As informações sobre o avanço das apurações foram divulgadas nesta terça-feira (28) pelo delegado Hércules Batista Gonçalves, do Gaeco-MT. Segundo ele, um dos investigados trabalha na unidade paulista, que funciona como filial de uma organização com sede em Mato Grosso, estado onde estão os produtores rurais apontados como vítimas.
A investigação ganhou novos elementos na quinta-feira (24), quando uma ação conjunta de policiais de São Paulo e Mato Grosso cumpriu mandados de busca e apreensão em Presidente Prudente e Álvares Machado. Durante as diligências, foram recolhidos documentos relacionados ao controle logístico do algodão, além de materiais referentes a cessões de crédito e um aparelho celular.

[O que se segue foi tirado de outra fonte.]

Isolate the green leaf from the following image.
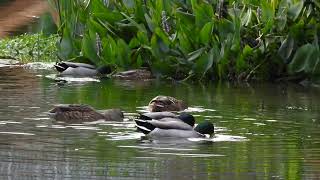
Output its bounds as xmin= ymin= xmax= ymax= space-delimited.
xmin=288 ymin=43 xmax=316 ymax=74
xmin=278 ymin=35 xmax=294 ymax=61
xmin=194 ymin=49 xmax=214 ymax=78
xmin=188 ymin=48 xmax=205 ymax=61
xmin=288 ymin=1 xmax=304 ymax=21
xmin=241 ymin=8 xmax=252 ymax=26
xmin=82 ymin=30 xmax=99 ymax=64
xmin=121 ymin=12 xmax=147 ymax=33
xmin=200 ymin=22 xmax=213 ymax=44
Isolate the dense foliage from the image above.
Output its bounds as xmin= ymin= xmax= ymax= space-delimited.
xmin=0 ymin=34 xmax=58 ymax=62
xmin=51 ymin=0 xmax=320 ymax=80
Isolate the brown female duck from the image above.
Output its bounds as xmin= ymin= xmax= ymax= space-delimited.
xmin=148 ymin=96 xmax=188 ymax=112
xmin=49 ymin=104 xmax=123 ymax=123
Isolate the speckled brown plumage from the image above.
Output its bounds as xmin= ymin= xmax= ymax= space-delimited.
xmin=49 ymin=104 xmax=123 ymax=123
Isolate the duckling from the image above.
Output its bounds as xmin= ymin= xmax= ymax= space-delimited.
xmin=54 ymin=62 xmax=111 ymax=77
xmin=135 ymin=116 xmax=214 ymax=139
xmin=49 ymin=104 xmax=124 ymax=123
xmin=148 ymin=96 xmax=188 ymax=112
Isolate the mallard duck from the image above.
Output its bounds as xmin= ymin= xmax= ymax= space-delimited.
xmin=49 ymin=104 xmax=123 ymax=123
xmin=138 ymin=111 xmax=195 ymax=127
xmin=54 ymin=62 xmax=111 ymax=77
xmin=148 ymin=96 xmax=188 ymax=112
xmin=112 ymin=69 xmax=153 ymax=80
xmin=135 ymin=114 xmax=214 ymax=138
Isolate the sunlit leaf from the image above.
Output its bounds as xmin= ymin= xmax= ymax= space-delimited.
xmin=288 ymin=1 xmax=304 ymax=21
xmin=278 ymin=36 xmax=294 ymax=61
xmin=200 ymin=22 xmax=213 ymax=44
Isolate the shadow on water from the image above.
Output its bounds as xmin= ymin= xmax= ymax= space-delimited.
xmin=0 ymin=63 xmax=320 ymax=179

A cessão de crédito consiste na transferência para outra pessoa ou empresa do direito de receber determinado valor no futuro. No setor rural, por exemplo, um produtor que vendeu algodão a prazo pode transferir a terceiros o direito de receber o pagamento posteriormente. Segundo o Gaeco-MT, esse procedimento precisa contar com a assinatura do produtor responsável.
Conforme as investigações, um funcionário responsável pela unidade algodoeira em Álvares Machado teria atuado em conjunto com outro empregado, que trabalhava como vendedor em Mato Grosso, para realizar cessões de crédito de maneira fraudulenta.
A apuração também identificou o uso indevido de dados de terceiros para emissão de notas fiscais falsas e movimentação de grandes quantias por meio de empresas que, segundo os investigadores, teriam sido criadas com o objetivo de ocultar as irregularidades.
A operação contou com a participação do 8º Batalhão de Ações Especiais de Polícia (8º Baep), de São Paulo, e do Gaeco-MT. Os materiais apreendidos serão analisados e poderão contribuir para esclarecer a dimensão do esquema, identificar outros possíveis envolvidos e calcular os prejuízos provocados.
Até a última atualização, nenhum suspeito havia sido preso. As investigações continuam.